In a paper published in the journal Nature Scientific Reports, a team from the University of Pennsylvania and the University of Illinois in the US, Middle East Technical University, Turkey, and the University of Cambridge in the UK describe building a sheet of nickel with nanoscale pores that make it as strong as titanium but four to five times lighter again.
The empty space of the pores, and the self-assembly process in which they’re made, make the porous metal akin to a natural material, such as wood.
And just as the porosity of wood grain serves the biological function of transporting energy, the empty space in this “metallic wood” could be infused with other materials, the researchers say. Infusing the scaffolding with anode and cathode materials, for example, would allow it to be used for a plane wing or prosthetic leg that’s also a battery.
“The reason we call it metallic wood is not just its density, which is about that of wood, but its cellular nature,” says Pennsylvania’s James Pikul, who led the research.
“Cellular materials are porous; if you look at wood grain, that’s what you’re seeing. Parts that are thick and dense and made to hold the structure, and parts that are porous and made to support biological functions, like transport to and from cells.”
Their material’s structure is similar, he adds, but they’re operating at the length scales where the strength of struts approaches the theoretical maximum.
And that’s the basis of the story. Even the best natural metals have defects in their atomic arrangement that limit their strength. Fix or avoid the defects, and you limit the limits.

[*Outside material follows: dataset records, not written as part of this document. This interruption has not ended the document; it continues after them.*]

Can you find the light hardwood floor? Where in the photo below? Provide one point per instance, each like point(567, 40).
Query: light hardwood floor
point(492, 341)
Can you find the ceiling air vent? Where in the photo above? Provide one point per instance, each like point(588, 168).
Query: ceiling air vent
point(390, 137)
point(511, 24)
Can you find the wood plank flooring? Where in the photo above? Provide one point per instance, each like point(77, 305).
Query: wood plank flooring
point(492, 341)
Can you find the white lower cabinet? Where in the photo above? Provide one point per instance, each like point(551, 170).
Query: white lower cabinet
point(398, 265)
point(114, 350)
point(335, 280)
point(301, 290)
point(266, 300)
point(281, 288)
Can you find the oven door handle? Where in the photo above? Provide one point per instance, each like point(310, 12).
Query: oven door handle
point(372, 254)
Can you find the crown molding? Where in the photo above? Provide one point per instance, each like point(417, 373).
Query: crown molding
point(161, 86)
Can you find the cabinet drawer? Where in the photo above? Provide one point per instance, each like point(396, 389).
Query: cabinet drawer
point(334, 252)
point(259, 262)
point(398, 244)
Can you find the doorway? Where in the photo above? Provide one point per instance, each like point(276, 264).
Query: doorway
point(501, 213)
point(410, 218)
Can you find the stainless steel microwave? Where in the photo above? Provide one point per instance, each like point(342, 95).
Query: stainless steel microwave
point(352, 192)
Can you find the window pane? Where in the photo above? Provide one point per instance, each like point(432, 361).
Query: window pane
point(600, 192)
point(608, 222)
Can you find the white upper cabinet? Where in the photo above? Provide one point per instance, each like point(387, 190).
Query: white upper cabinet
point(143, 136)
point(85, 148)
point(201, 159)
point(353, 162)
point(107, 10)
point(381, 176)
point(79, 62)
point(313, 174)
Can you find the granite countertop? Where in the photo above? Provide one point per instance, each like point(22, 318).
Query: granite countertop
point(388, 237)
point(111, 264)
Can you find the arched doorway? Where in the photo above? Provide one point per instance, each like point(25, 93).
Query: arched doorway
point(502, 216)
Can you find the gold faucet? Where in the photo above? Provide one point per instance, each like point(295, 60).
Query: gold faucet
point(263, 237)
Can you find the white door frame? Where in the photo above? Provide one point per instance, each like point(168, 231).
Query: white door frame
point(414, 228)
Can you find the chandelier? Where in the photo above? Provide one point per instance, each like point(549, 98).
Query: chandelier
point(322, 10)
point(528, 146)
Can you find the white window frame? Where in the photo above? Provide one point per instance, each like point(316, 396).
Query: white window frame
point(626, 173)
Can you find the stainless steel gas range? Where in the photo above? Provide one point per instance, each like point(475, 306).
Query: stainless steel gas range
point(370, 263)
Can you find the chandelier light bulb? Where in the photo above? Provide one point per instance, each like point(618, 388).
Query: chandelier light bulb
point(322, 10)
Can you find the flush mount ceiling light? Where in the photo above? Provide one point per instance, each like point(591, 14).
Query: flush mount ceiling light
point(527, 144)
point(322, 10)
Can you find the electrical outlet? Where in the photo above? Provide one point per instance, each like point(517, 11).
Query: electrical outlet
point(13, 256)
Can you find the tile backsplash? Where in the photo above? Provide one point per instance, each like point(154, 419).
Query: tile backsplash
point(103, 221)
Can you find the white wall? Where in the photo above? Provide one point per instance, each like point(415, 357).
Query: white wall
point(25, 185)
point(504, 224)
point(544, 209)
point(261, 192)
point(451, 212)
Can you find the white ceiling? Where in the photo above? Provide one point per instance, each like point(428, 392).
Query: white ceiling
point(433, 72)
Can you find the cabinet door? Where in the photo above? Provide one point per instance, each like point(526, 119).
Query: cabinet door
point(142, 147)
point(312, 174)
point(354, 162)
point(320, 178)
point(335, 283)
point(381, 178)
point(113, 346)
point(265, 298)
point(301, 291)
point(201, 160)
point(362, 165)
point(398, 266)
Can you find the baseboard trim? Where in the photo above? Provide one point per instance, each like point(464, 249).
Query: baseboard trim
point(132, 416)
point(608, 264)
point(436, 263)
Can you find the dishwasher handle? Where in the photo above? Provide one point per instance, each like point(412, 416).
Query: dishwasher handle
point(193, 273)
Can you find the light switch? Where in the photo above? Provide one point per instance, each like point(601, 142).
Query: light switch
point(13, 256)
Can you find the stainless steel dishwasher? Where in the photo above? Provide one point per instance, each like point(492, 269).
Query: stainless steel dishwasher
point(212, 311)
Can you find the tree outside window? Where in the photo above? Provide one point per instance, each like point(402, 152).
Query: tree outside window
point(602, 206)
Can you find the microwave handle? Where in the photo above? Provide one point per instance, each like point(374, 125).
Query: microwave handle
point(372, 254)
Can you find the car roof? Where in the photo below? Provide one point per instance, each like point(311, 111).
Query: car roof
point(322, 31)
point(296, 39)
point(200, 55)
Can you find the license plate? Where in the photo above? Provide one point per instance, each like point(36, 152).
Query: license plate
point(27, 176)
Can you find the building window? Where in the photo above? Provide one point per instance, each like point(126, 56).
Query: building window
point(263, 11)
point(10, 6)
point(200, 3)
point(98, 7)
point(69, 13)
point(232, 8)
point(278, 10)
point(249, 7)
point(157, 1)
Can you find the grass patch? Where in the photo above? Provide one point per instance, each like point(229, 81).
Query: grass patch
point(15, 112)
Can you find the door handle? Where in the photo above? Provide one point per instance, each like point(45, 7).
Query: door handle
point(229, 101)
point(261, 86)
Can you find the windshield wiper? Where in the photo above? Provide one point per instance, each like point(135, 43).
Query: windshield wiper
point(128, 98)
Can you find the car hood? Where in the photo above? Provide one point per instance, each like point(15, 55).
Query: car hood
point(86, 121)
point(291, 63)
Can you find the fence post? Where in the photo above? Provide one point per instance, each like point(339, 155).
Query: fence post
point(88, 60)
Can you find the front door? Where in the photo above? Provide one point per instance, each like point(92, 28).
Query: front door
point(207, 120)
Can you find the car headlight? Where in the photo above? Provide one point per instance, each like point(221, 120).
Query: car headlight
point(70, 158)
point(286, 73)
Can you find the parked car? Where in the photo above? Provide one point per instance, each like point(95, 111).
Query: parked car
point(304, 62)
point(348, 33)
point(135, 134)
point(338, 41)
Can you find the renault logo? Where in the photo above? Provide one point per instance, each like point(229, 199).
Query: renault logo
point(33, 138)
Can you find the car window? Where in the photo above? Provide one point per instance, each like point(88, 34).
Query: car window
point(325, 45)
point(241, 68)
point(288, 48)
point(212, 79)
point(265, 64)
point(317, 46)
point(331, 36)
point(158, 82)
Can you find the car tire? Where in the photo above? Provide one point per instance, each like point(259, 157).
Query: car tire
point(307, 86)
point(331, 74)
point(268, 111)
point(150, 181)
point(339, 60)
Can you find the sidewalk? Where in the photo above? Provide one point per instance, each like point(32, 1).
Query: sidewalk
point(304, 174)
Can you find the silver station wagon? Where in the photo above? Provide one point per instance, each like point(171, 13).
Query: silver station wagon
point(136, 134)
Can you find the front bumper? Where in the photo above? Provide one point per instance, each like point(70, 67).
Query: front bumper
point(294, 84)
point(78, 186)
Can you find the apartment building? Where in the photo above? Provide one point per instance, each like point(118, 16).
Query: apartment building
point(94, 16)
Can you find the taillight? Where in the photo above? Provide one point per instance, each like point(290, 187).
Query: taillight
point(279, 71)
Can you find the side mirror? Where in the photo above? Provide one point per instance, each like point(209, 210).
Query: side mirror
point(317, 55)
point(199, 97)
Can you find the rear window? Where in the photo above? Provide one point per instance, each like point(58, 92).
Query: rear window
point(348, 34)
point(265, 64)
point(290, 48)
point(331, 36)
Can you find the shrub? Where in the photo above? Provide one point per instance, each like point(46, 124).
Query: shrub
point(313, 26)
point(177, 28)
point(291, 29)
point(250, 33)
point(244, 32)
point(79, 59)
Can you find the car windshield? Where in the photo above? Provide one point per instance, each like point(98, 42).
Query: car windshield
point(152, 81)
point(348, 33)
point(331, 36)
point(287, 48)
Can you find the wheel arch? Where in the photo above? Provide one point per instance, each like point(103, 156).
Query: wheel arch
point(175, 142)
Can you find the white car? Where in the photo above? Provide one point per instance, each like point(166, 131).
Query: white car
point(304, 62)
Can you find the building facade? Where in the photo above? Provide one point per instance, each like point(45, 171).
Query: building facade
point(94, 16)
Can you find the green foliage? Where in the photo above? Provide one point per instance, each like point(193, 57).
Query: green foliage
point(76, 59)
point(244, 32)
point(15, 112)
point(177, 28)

A block of titanium where every atom was perfectly aligned with its neighbours would be 10 times stronger, the researchers say, than what can currently be produced.
Materials scientists have been trying to exploit this phenomenon by taking an architectural approach, designing structures with the geometric control necessary to unlock the mechanical properties that arise at the nanoscale, where defects have reduced impact.

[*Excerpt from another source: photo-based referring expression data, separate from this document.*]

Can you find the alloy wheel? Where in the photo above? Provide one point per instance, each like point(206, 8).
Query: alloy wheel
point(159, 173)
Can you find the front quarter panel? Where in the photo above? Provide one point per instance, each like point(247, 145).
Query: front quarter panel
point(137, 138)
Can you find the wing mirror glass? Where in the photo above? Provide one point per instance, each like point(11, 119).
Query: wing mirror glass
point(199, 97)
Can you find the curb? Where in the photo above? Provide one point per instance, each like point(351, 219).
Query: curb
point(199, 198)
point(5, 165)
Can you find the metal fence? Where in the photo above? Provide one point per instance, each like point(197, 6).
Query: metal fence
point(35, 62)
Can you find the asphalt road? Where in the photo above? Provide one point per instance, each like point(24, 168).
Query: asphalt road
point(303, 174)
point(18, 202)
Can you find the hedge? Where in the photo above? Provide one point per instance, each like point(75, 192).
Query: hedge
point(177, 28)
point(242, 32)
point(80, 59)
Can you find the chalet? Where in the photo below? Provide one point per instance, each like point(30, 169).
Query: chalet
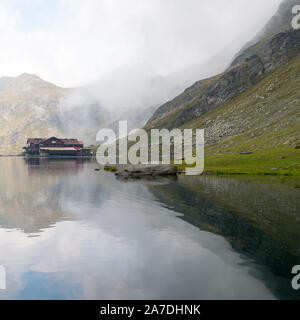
point(55, 147)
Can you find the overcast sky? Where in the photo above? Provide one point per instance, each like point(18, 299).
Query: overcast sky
point(74, 42)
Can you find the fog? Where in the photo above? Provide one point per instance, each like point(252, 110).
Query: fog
point(127, 57)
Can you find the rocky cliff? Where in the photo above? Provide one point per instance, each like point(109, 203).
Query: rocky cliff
point(258, 92)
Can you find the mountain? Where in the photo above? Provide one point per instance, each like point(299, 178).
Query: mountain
point(280, 22)
point(32, 107)
point(255, 100)
point(27, 108)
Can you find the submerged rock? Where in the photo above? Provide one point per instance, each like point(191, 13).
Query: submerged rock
point(138, 171)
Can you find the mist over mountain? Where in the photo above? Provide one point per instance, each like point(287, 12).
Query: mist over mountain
point(253, 101)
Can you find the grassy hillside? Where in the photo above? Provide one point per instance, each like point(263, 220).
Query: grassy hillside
point(264, 120)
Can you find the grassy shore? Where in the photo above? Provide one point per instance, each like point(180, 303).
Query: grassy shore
point(282, 160)
point(276, 161)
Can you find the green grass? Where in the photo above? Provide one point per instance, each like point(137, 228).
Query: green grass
point(275, 161)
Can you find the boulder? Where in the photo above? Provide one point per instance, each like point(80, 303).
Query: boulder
point(138, 171)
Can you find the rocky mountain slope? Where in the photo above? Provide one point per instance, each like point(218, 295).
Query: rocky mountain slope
point(28, 107)
point(255, 99)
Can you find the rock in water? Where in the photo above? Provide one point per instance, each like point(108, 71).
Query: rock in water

“We’ve known that going smaller gets you stronger for some time,” Pikul says, “but people haven’t been able to make these structures with strong materials that are big enough that you’d be able to do something useful.{%recommended 7284%}
“Most examples made from strong materials have been about the size of a small flea, but with our approach we can make metallic wood samples that are 400 times larger.”
That approach starts with tiny plastic spheres, a few hundred nanometres in diameter, suspended in water. When the water is slowly evaporated, the spheres settle and stack like cannonballs, providing an orderly, crystalline framework.
Using electroplating, the same technique that adds a thin layer of chrome to a hubcap, the researchers then infiltrate the plastic spheres with nickel. Once the nickel is in place, the plastic spheres are dissolved with a solvent, leaving an open network of metallic struts.
Because roughly 70% of the resulting material is empty space, this nickel-based metallic wood’s density is extremely low in relation to its strength. With a density on par with water’s, a brick of the material would float.
Replicating this production process at commercially relevant sizes is the next challenge. Unlike titanium, none of the materials involved are particularly rare or expensive on their own, but the infrastructure necessary for working with them on the nanoscale is currently limited.
Once the researchers can produce samples of their metallic wood in larger sizes, they can begin subjecting it to more macroscale tests. A better understanding of its tensile properties, for example, is critical.
“We don’t know, for example, whether our metallic wood would dent like metal or shatter like glass.” Pikul says. “Just like the random defects in titanium limit its overall strength, we need to get a better understand of how the defects in the struts of metallic wood influence its overall properties.”